Es bleibt noch die Frage: wozu das Ganze? Etwa um diesen Weg als legitime Methode zum Verlassen des Landes zu etablieren? In Cuba einen neuen Stil zur Erlangung von Einreisedokumenten für ein Land einzuführen, anders als in anderen Hauptstädten üblich? Wünscht an künstlich eine politische Situation herbeizuführen, mit Absichten, die denen von den USA vergeblich angestrebten verdächtig ähnlich sehen? Will man die Atmosphäre verderben, die auf dem kürzlich abgeschlossenen vierten iberoamerikanischen Gipfel in Cartagena de Indias gegenüber unserem Land herrschte?

Gegenüber mächtigen Feinden haben wir nicht gezittert. Inmitten der Feindseligkeit haben wir widerstanden. Wir sind kein Volk, das man in Angst und Schrecken jagen oder auf die Anklagebanksetzen kann.

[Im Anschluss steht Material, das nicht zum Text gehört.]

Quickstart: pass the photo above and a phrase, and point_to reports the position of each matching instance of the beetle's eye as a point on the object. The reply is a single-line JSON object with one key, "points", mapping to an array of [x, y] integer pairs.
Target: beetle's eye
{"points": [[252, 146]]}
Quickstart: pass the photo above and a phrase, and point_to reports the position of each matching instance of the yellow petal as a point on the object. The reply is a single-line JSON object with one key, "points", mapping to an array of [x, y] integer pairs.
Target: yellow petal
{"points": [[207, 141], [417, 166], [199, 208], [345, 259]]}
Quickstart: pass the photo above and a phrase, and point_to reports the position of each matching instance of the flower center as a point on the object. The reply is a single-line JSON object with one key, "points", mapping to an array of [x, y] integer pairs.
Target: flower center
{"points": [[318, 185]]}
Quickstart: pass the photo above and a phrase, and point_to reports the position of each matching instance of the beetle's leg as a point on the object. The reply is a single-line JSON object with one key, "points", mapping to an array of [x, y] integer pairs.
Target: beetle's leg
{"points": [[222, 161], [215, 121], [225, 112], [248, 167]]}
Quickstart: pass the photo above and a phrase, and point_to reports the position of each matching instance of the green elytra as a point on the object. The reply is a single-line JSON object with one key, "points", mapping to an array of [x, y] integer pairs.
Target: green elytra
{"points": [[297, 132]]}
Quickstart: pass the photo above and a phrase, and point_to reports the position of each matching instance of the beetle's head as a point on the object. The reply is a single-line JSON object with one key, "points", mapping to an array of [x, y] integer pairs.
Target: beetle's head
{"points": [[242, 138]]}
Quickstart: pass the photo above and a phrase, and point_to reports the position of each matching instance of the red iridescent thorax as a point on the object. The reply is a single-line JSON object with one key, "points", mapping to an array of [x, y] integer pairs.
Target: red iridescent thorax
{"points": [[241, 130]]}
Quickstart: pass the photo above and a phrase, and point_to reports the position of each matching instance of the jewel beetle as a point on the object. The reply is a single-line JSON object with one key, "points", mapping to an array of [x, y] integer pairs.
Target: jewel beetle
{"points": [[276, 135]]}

Es wird Zeit, ein für allemal zu verstehen: Cuba gestattet keinen Druck, keine Pressionen, woher sie auch kommen mögen, und drücke wer auch drücken möge. Man hat uns in Standhaftigkeit erzogen und wir haben die Lektion gut gelernt. Man hat uns die Unverletzlichkeit von Prinzipien beigebracht und wir sind gute Schüler. Man hat uns gelehrt, daß man dem Feind auch nicht so ein kleines bißchen nachgeben darf, und wir sind treue Jünger.

Cuba ist ruhig und gelassen, niemand trübt das saubere Gewissen eines Volkes, das ohne Zittern seiner Glieder harte Proben bestanden hat. Unser Außenminister hat ausführlich die Positionen unserer Revolutionsregierung dargelegt und steht voll und ganz zur Zusammenarbeit mit allen akkreditierten diplomatischen Missionen bereit, um die Konflikte, die sie haben, zu lösen und dabei auch zukünftige Schwierigkeiten auf vernünftiger Grundlage zu verhindern.

Die Gäste von Belgien, Deutschland und des Konsulats von Chile haben nur einen Weg: ohne Vorbedingungen dort herauszugehen, wo sie hineingekommen sind.